You can enhance the visibility of processes and performance on a small or large scale. For example, I have seen companies conduct select processes via email. While that may seem convenient and cost-effective at first, it doesn’t provide insight into the true volume or impact of requests. You’ll also have a harder time tracking the timeliness and quality of responses. In this case, an improvement effort will take an upfront investment. This investment is how you can begin to capture the data necessary to develop an improvement roadmap.
How Do I Get Started with Process Excellence?
When considering where to focus your efforts, start with these two steps:
1: Define how you will measure value in each area of your business.
2: Find the right balance between these areas.

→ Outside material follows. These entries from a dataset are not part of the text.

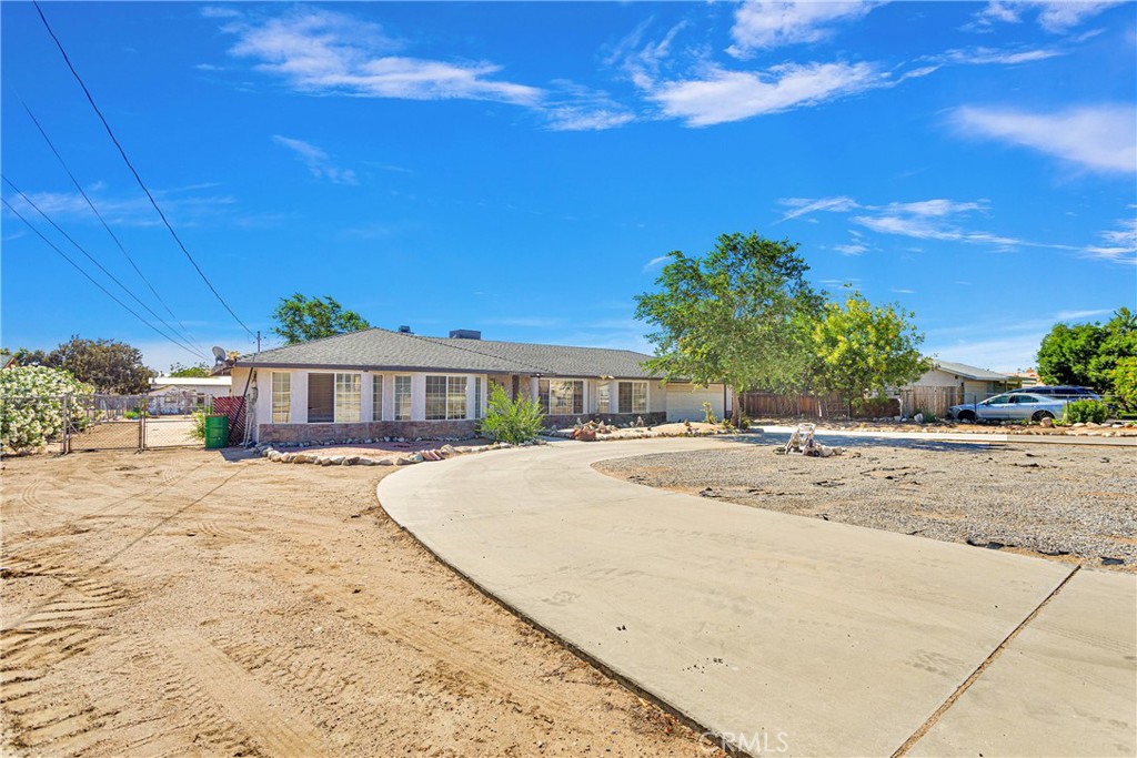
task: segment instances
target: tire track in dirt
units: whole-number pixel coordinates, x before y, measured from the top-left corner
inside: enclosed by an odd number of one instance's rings
[[[459,619],[456,626],[440,626],[437,624],[425,625],[417,618],[407,615],[376,614],[374,606],[370,603],[366,608],[360,608],[355,590],[340,586],[338,578],[321,581],[322,577],[306,575],[304,580],[298,582],[297,576],[304,575],[304,569],[299,566],[296,569],[296,574],[281,575],[280,578],[300,584],[310,594],[329,603],[338,615],[355,622],[372,633],[396,644],[408,645],[425,653],[429,658],[441,661],[459,678],[468,680],[482,690],[496,692],[506,701],[526,710],[539,708],[547,714],[562,715],[573,710],[568,700],[550,694],[539,684],[534,685],[521,680],[504,682],[498,667],[485,661],[484,653],[471,643],[467,636],[468,632],[462,628],[465,625],[464,619]]]
[[[197,467],[197,468],[200,468]],[[197,468],[188,472],[192,474]],[[106,627],[98,622],[116,613],[130,602],[130,593],[114,584],[108,567],[123,552],[138,544],[155,531],[180,516],[190,507],[201,502],[231,481],[236,473],[205,494],[179,506],[171,513],[158,515],[158,522],[133,536],[110,556],[94,566],[68,566],[58,557],[58,545],[41,540],[25,539],[17,548],[30,544],[28,549],[11,555],[10,544],[5,544],[5,581],[26,576],[51,576],[63,588],[49,594],[43,601],[16,619],[5,619],[0,628],[0,706],[5,715],[5,745],[27,751],[32,755],[69,753],[83,750],[100,738],[100,728],[113,710],[100,710],[82,692],[68,692],[65,700],[50,697],[44,686],[44,677],[64,661],[76,656],[93,652],[101,641]],[[174,483],[183,477],[179,477]],[[150,488],[146,494],[151,498],[130,495],[90,511],[66,526],[98,514],[106,514],[116,506],[138,500],[127,513],[115,514],[113,518],[124,518],[158,497],[172,484]],[[34,499],[35,492],[32,492]]]
[[[264,684],[192,632],[168,631],[164,647],[227,715],[231,724],[268,755],[314,756],[326,752],[323,736],[300,714],[282,717]],[[229,724],[208,724],[224,731]]]

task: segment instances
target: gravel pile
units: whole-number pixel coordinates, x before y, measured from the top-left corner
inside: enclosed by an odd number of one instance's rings
[[[1137,450],[1128,448],[865,439],[843,456],[805,458],[763,440],[596,468],[745,506],[1137,570]]]

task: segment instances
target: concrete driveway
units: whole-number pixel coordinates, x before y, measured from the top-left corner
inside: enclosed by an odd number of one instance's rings
[[[457,570],[753,755],[1132,756],[1137,577],[616,481],[556,443],[410,467]]]

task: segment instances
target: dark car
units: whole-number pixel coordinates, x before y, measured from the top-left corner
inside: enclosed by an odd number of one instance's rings
[[[1056,398],[1060,400],[1101,400],[1102,397],[1088,386],[1074,386],[1072,384],[1057,384],[1048,386],[1024,386],[1019,390],[1011,390],[1007,394],[1040,394],[1044,398]]]

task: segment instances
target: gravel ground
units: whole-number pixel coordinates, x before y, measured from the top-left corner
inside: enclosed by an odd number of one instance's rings
[[[848,447],[832,458],[780,456],[765,436],[596,468],[756,508],[1137,572],[1132,448],[819,439]]]

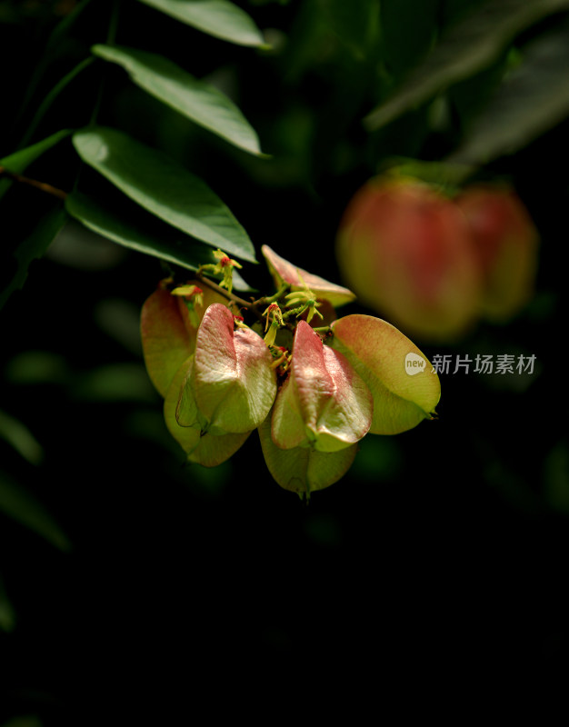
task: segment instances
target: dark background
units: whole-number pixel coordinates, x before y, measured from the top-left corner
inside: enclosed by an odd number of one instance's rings
[[[422,106],[366,133],[361,119],[379,94],[375,51],[358,58],[318,2],[240,5],[273,29],[275,51],[215,40],[135,2],[124,4],[117,42],[164,52],[198,77],[215,75],[272,161],[200,131],[102,62],[65,89],[34,140],[86,124],[104,74],[99,123],[201,174],[257,250],[268,244],[340,282],[334,240],[351,195],[388,156],[450,154],[461,124],[434,129]],[[437,28],[469,5],[439,4]],[[0,11],[4,155],[31,123],[36,99],[105,41],[109,4],[85,11],[26,105],[45,40],[68,8],[3,2]],[[390,18],[394,37],[404,35],[405,22],[408,33],[423,32],[408,14]],[[397,47],[394,85],[423,52],[404,38]],[[470,82],[484,96],[481,78]],[[24,727],[104,723],[99,715],[134,723],[154,710],[183,719],[204,690],[219,694],[228,685],[255,699],[266,682],[288,693],[354,676],[378,694],[439,675],[445,683],[480,674],[486,682],[513,670],[545,673],[552,684],[561,677],[568,653],[568,132],[567,122],[558,124],[484,170],[509,179],[540,231],[533,301],[507,324],[480,323],[453,344],[414,339],[429,357],[535,354],[534,374],[442,375],[437,421],[366,437],[349,473],[309,505],[272,480],[256,433],[218,468],[184,465],[138,341],[138,312],[164,275],[159,261],[78,224],[65,229],[0,314],[0,409],[41,446],[27,461],[0,440],[3,476],[41,503],[69,544],[56,547],[0,513],[0,573],[12,613],[0,631],[0,723],[23,715]],[[78,169],[64,143],[28,173],[69,189]],[[97,184],[90,174],[81,171],[86,187]],[[13,188],[0,208],[4,248],[55,204]],[[243,274],[269,287],[263,265]],[[356,304],[346,312],[377,314]]]

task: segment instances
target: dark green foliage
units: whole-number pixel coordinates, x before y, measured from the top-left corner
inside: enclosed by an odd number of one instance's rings
[[[186,724],[205,687],[263,693],[257,672],[278,703],[314,674],[375,695],[410,664],[440,691],[436,657],[464,682],[559,675],[568,13],[0,0],[0,725]],[[305,509],[253,436],[184,467],[133,344],[145,298],[218,246],[237,289],[270,286],[263,244],[341,284],[342,214],[393,157],[515,187],[542,238],[534,299],[422,350],[535,354],[535,373],[442,376],[438,422],[365,440]]]

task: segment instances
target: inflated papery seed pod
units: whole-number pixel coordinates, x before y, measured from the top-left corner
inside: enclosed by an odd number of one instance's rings
[[[145,302],[140,329],[145,364],[150,380],[162,396],[165,396],[175,373],[194,353],[197,328],[208,306],[225,303],[219,294],[204,286],[199,299],[186,300],[173,295],[172,281],[160,282],[157,289]],[[190,281],[188,288],[198,288],[197,281]],[[188,303],[191,311],[188,308]]]
[[[336,255],[360,301],[430,341],[464,334],[480,313],[481,274],[464,214],[436,188],[376,177],[348,204]]]
[[[221,304],[205,311],[176,409],[178,424],[202,433],[243,434],[265,419],[276,395],[273,357],[250,328],[234,330]]]
[[[261,252],[277,290],[284,284],[290,285],[292,292],[309,289],[314,294],[317,300],[327,301],[334,307],[344,305],[355,299],[355,295],[351,290],[342,285],[336,285],[335,283],[330,283],[313,273],[307,273],[303,268],[296,267],[288,260],[277,255],[268,244],[264,244]]]
[[[281,449],[337,452],[365,436],[372,411],[371,392],[347,359],[300,321],[289,374],[273,409],[273,442]]]
[[[271,435],[271,417],[259,427],[261,448],[266,466],[281,487],[309,497],[342,479],[350,469],[357,444],[337,452],[319,452],[314,447],[280,449]]]
[[[482,313],[489,320],[505,322],[519,313],[534,294],[537,230],[508,185],[471,185],[455,203],[468,220],[482,272]]]
[[[245,442],[251,432],[241,434],[212,434],[197,426],[181,426],[176,420],[180,392],[184,383],[191,376],[194,356],[184,362],[176,372],[164,402],[164,418],[168,431],[187,455],[188,462],[205,467],[215,467],[228,460]],[[185,402],[185,405],[191,403]]]
[[[346,315],[332,324],[330,345],[367,384],[374,399],[370,434],[397,434],[432,419],[441,384],[426,356],[391,324]]]

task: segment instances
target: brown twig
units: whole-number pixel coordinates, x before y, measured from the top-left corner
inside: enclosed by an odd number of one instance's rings
[[[19,182],[22,184],[28,184],[29,186],[35,187],[35,189],[39,189],[59,199],[65,199],[67,196],[67,193],[63,189],[58,189],[53,184],[48,184],[46,182],[39,182],[37,179],[30,179],[30,177],[16,174],[14,172],[10,172],[8,169],[5,169],[4,166],[0,166],[0,176],[6,176],[14,182]]]

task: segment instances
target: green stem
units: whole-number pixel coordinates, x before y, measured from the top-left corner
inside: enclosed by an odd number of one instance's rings
[[[290,290],[290,283],[284,283],[275,295],[264,295],[258,301],[254,301],[255,305],[270,305],[282,298]]]

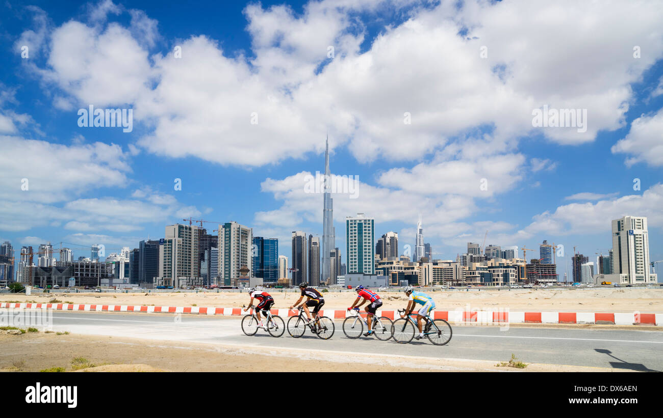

Measuring success is imperative in launching an improvement program or department. This will require a combination of “hard dollars” and “soft dollars” to set the upfront standards and provide reinforcement when you realize the benefits. A process excellence program or department might focus on all six areas holistically. You may find it benefits your company to have a business process improvement or continuous process improvement department that works single-mindedly to increase business value.
While your team gets to work, remember that individual projects need to have more specific goals – one primary impact area – to avoid attempting to boil the ocean and drive too much change into the organization at once.
Understanding these key business value drivers as part of any improvement effort will enable you to “Think Big, Start Small and Act Quickly” to clearly see the impact of your efforts.